Он открывает ставни и, как Моти не было в спальне, так и тут нет огромного, зеленого с золотым жерлом граммофона, и как там всё опустело, так и тут пустует всё, все вещи показывают на опустевшее место.

— Вот как! — хрипит Яков Федорович. — С граммофоном бежала? — Он хочет похохотать немного, ведь это очень смешно, что Мотя сбежала с граммофоном; но кошка в горле не дает хохотнуть и стискивает горло бархатными лапами, выпуская когти.

На прилавке, на оберточной бумаге, написано — «прощай», — и синий карандаш, которым Яков Федорович вырисовывает цены для выставки, лежит тут же.

Яков Федорович курит, сильно курит, и табак кажется ему слишком слабым. Конечно, он должен идти сейчас умываться, но можно и без этого. Конечно, стоит ему только заявить, и беглецов сегодня же нагонят, но можно и без этого. Из кухни скоро принесут кофе, вот этого совсем не надо. Яков Федорович торопливо идет затворить на крючок дверь из комнат во двор. Потом возвращается в магазин и ходит, оглядывая инструменты, как всегда по утрам. Он гладит цитру, и она поет полным, богатым вздохом. Он трогает несколько скрипок, и одинокие струнки радостно вздрагивают. Он не хочет замечать граммофонов, осиротевших, маленьких таких прежде и теперь вдруг выросших. Ему хотелось бы сыграть сейчас сразу на всех инструментах, всколыхнуть весь мир звуков и принять в себя все его волны, и он жадно окидывает глазами свой магазин. Потом, выколотив трубку о прилавок, где обычно ее выколачивает, идет в гостиную к роялю.

Он начинает с самых правых клавиш немецкую веселенькую песенку.
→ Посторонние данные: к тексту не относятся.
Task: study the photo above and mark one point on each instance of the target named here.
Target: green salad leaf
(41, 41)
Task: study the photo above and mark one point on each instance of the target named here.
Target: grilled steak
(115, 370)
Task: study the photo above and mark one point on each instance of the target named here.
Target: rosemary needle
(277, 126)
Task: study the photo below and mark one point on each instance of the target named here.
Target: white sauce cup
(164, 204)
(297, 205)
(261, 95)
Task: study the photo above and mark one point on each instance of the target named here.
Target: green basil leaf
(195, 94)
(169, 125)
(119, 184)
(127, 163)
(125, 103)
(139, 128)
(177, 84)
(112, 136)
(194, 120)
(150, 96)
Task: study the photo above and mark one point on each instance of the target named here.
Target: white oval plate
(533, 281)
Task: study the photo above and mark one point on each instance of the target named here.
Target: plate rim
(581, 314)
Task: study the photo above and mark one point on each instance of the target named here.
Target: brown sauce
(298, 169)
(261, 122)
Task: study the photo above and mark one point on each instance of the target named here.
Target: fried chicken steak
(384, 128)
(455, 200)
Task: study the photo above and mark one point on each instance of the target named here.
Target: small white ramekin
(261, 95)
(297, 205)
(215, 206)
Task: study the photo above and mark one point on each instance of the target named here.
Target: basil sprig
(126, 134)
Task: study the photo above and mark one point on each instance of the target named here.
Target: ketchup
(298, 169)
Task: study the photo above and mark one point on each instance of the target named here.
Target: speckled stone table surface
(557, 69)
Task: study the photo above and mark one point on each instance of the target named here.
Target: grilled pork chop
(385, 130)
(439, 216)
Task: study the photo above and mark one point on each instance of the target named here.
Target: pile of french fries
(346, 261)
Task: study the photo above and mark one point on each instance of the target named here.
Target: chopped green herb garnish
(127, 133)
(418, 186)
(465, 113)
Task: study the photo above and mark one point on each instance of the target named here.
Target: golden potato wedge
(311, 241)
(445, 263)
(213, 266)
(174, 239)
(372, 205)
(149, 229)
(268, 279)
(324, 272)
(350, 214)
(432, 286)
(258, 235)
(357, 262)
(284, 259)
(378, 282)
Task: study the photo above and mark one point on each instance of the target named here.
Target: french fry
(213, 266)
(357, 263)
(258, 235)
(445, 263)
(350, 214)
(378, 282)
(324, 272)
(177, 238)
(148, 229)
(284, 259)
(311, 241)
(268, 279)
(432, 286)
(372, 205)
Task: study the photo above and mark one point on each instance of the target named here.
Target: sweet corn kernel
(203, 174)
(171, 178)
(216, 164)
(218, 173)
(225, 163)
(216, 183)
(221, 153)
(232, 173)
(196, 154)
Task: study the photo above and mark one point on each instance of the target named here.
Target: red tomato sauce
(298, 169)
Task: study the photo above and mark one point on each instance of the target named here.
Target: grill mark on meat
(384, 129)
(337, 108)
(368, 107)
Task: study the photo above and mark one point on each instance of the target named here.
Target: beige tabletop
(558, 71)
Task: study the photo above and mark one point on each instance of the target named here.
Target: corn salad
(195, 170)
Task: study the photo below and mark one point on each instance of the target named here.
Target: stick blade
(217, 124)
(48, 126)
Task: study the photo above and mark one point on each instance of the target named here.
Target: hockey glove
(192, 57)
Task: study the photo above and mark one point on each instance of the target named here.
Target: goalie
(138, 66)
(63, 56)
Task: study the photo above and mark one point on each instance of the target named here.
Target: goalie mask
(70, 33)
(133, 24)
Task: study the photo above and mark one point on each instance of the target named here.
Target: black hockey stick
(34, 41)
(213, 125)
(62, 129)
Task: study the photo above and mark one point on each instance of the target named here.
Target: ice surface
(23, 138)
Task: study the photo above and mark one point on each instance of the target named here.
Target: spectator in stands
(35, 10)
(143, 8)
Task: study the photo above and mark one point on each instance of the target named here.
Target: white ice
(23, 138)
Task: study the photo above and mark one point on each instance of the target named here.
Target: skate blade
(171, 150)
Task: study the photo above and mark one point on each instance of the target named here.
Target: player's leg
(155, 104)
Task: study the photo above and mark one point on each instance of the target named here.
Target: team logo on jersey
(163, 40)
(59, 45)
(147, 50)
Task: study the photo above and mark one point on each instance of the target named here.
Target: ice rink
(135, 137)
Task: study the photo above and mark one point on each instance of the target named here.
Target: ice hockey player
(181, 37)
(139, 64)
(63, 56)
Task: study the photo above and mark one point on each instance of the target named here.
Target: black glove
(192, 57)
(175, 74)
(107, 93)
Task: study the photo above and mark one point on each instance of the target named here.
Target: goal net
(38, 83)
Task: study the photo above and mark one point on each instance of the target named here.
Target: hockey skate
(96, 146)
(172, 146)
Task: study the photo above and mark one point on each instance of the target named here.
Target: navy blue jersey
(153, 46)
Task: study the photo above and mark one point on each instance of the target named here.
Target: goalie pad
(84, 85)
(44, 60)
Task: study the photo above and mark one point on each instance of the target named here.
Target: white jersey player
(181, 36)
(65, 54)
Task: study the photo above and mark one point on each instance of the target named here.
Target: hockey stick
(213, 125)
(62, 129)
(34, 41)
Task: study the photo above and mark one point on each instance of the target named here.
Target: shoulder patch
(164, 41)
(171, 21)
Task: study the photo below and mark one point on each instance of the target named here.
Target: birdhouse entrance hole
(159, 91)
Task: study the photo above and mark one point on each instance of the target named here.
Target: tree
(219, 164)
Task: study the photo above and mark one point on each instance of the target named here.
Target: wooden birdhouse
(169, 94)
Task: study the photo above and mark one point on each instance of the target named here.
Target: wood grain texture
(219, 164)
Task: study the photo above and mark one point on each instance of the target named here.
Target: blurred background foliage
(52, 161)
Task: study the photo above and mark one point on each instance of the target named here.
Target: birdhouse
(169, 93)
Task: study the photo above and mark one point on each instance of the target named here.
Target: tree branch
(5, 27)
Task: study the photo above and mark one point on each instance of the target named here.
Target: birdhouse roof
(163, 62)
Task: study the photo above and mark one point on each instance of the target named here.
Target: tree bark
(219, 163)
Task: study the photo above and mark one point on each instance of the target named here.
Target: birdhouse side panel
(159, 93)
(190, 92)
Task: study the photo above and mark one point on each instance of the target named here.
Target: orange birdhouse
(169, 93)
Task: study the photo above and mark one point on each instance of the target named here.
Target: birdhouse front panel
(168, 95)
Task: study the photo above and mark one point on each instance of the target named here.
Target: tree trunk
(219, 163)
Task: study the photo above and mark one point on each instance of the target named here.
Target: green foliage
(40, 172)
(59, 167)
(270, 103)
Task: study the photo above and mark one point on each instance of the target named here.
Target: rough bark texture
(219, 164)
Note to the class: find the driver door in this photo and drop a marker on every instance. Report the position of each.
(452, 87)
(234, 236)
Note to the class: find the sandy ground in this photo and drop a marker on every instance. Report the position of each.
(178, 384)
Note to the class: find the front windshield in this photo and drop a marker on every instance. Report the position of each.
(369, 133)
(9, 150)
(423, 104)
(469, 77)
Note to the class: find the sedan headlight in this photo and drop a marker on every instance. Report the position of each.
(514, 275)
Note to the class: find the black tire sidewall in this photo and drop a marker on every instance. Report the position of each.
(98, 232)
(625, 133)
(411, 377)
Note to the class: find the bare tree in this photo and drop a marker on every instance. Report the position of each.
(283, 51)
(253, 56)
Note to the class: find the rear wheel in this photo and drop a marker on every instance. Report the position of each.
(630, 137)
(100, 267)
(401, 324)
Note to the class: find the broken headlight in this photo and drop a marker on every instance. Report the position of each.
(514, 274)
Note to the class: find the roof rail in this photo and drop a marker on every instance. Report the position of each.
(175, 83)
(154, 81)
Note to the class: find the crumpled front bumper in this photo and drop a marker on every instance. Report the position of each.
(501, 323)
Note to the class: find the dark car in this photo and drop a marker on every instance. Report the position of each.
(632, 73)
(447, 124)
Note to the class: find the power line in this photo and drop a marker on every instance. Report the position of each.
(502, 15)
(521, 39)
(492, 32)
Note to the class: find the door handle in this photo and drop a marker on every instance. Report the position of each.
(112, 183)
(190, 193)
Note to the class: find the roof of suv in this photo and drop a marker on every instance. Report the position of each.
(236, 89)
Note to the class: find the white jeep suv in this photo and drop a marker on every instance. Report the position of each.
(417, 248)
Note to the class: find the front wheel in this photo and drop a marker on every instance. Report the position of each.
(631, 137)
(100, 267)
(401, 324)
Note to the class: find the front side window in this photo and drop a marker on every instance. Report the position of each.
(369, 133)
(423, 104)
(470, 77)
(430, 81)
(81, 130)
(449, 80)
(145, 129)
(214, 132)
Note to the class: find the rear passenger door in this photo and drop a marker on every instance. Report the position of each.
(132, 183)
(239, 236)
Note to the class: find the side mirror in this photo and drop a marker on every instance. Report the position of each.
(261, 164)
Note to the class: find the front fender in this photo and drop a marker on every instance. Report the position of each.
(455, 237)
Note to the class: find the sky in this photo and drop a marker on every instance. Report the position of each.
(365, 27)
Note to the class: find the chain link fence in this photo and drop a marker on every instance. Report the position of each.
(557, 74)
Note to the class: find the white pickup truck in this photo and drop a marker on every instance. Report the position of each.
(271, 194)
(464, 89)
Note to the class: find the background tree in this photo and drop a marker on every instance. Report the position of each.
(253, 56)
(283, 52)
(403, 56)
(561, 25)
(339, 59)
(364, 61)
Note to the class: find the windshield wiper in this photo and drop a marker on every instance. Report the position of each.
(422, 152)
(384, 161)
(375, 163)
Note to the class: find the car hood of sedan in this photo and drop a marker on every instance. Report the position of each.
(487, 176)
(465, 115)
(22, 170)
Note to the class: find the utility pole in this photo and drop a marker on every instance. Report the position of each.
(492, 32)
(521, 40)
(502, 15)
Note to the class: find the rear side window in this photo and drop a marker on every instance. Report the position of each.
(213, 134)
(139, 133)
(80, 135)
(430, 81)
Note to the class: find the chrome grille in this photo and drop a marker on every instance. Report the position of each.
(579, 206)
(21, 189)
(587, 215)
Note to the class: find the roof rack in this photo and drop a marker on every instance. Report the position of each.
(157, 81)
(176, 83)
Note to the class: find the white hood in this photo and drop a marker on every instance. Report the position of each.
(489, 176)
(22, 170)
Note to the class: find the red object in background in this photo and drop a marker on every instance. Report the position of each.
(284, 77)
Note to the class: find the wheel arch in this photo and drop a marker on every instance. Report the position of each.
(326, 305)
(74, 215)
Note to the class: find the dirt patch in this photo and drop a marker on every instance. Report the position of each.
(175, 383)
Он плохой пианист, но его коротковатые пальцы теперь работают быстро. Белокурые, тонконогие дискантики отплясывают лихо: им ни до чего нет дела, они сейчас вышли из пивной поплясать и, кончив плясать, опять пойдут пить. Но поднимается левая рука и тяжело, не разбирая, рухает в темные громы. Дискантики вздрагивают и еще лютее пляшут. Но громы бросаются к колокольням и раскачивают старые медноголосые колокола. Колокола степенно рыдают, как будто внизу маленькие люди в маленьком гробу качают покойничка и плачут крохотными, совсем неразглядимыми слезинками. Дискантики пляшут назло колоколам всё лютее. Но громы взвихряются над ними, и вот падает один из них, другой упал, валятся, валятся, и вот только последний еще пляшет, отчаянно махая ручонкой. Падает и он. Темные громы мечутся в пустом просторе.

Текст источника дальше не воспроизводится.